I think about him almost every second of every day. I love telling stories about him so Raz knows him through my remaining family. My heart swells when Raz says "I really would have liked Doug." Raz knew him in the depths of his disease. He didn't know my pre-cancer dad. He didn't know my dad in his full anal neuroses, kicking the tires of my car every time he came by, making me spaghetti and removing my plate fewer than thirty seconds after I finished.
And when I think about my life, even though it's not with my dad anymore, it is so, so #SoulRich. I'll lock our front door as I head out for work and think about what a cool thing we're building within those walls. I'll walk down the street and get myself all choked up with the anticipation of being warm in my home with the little family I'm creating. I'll cry hot, happy tears appreciating the love my friends and family have showered on us these past few years. Because they really don't have to. And because I'm much more tuned in than I've ever been. I'm glad for that. The tuned-in-ness.
We built these soul riches, and we worked hard.
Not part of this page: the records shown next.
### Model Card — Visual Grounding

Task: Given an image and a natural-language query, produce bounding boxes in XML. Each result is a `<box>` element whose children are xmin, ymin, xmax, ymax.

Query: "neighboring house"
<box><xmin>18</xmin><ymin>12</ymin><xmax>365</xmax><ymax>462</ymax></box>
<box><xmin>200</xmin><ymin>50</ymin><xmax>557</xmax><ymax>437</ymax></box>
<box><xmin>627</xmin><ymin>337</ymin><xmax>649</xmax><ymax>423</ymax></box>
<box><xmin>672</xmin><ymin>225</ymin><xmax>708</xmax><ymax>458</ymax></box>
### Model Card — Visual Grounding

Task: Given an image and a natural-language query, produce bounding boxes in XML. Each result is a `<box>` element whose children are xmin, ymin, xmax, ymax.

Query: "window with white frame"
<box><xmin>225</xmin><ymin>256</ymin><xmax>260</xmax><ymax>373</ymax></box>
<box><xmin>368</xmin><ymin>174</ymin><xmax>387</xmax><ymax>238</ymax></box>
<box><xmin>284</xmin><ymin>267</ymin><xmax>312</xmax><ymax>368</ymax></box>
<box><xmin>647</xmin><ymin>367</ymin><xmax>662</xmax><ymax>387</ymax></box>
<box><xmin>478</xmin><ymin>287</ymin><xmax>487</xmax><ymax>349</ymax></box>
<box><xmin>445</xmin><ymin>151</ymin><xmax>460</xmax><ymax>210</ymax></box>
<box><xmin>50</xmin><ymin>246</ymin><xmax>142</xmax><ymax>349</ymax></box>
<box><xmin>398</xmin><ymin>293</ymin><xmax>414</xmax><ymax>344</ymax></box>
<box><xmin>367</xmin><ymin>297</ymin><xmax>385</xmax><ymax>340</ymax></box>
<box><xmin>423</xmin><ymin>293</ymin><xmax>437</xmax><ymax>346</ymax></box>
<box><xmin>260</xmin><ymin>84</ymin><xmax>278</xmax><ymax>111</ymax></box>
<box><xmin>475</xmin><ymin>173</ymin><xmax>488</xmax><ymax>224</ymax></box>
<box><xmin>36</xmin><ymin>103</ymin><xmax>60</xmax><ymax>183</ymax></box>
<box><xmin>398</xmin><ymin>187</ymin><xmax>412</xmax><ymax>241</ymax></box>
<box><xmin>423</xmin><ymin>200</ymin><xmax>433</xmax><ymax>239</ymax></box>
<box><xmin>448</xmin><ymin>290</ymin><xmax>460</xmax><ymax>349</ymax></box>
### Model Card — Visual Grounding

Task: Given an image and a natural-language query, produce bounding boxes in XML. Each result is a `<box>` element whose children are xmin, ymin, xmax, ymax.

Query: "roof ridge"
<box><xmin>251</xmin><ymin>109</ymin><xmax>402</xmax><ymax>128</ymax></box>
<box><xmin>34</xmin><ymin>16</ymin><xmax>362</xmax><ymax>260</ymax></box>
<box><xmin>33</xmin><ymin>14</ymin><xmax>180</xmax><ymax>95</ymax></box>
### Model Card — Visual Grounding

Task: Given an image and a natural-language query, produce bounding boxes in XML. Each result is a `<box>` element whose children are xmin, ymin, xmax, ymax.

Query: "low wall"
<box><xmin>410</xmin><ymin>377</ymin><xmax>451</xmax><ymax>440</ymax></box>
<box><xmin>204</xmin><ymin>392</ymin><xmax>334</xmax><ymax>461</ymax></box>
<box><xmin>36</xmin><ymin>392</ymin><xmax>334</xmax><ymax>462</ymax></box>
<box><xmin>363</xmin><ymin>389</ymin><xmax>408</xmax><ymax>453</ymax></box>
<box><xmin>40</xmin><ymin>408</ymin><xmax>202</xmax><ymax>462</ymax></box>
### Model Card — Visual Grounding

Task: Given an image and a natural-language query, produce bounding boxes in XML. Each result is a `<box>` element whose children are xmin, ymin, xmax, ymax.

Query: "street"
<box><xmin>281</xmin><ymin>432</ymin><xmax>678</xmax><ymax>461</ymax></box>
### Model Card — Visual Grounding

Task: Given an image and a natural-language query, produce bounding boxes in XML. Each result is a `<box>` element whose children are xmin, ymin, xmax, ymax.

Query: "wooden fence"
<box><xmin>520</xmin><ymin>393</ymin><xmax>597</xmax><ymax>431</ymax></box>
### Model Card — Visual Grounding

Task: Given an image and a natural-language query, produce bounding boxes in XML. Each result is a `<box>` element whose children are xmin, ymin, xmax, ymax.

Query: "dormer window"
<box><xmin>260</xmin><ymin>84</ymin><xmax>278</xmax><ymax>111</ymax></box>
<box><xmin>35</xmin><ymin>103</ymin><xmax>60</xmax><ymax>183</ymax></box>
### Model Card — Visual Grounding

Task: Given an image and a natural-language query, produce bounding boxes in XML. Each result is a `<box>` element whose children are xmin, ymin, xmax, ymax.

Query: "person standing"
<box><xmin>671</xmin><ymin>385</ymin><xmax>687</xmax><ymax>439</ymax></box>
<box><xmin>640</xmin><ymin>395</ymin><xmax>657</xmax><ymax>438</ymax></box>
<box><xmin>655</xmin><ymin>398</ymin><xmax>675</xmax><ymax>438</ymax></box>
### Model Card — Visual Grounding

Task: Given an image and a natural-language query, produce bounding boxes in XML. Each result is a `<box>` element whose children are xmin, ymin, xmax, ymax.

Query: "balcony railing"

We'll never stop working.
Because I don't have him anymore, I get it all on such a different level than I ever have. I look at boats like my dad and I used to together and I know my life is full and my soul is rich. Rich in love, rich in happy, rich in family, rich in everything that cannot be measured. And because of that everything will always be okay.
So, here are some boats. We took these photos on New Year's Day in Edmonds, a cute little town slightly north of us.
I hope you know how to make your #SoulRich, and that loving your people hard always pays off, whether they're here or not.
I'm reading this book about brain cancer that pulls at the pit of my stomach and also makes me laugh. It's called Shrinkage and it was written by Adam Corolla's right hand man, @BaldBryan, about surviving his glioma. It gives me crazy insight into what my dad must have gone through while he was sick, and while it's awful reading it sometimes because I watched my dad hurt and I don't really want to relive that, it makes me feel connected to him in a much more real way. Constipation and all.
What's weird about losing a parent as you're pouring the foundation of your adult life is there are so many big moments he hasn't been able to be present for physically - and they feel like they happened all at once: our engagement, our wedding, two kitten adoptions, our first home, all my friends having babies and many melodramatic life crises I would have asked him to talk me off the ledge of if I still could. I never dialed his phone number after he died. I didn't want to listen to his voice mail. It was all too much.
I think about him almost every second of every day. I love telling stories about him so Raz knows him through my remaining family. My heart swells when Raz says "I really would have liked Doug." Raz knew him in the depths of his disease. He didn't know my pre-cancer dad. He didn't know my dad in his full anal neuroses, kicking the tires of my car every time he came by, making me spaghetti and removing my plate fewer than thirty seconds after I finished.
And when I think about my life, even though it's not with my dad anymore, it is so, so #SoulRich. I'll lock our front door as I head out for work and think about what a cool thing we're building within those walls. I'll walk down the street and get myself all choked up with the anticipation of being warm in my home with the little family I'm creating. I'll cry hot, happy tears appreciating the love my friends and family have showered on us these past few years. Because they really don't have to. And because I'm much more tuned in than I've ever been. I'm glad for that. The tuned-in-ness.
We built these soul riches, and we worked hard. We'll never stop working.
Because I don't have him anymore, I get it all on such a different level than I ever have. I look at boats like my dad and I used to together and I know my life is full and my soul is rich. Rich in love, rich in happy, rich in family, rich in everything that cannot be measured. And because of that everything will always be okay.
So, here are some boats. We took these photos on New Year's Day in Edmonds, a cute little town slightly north of us.
I hope you know how to make your #SoulRich, and that loving your people hard always pays off, whether they're here or not.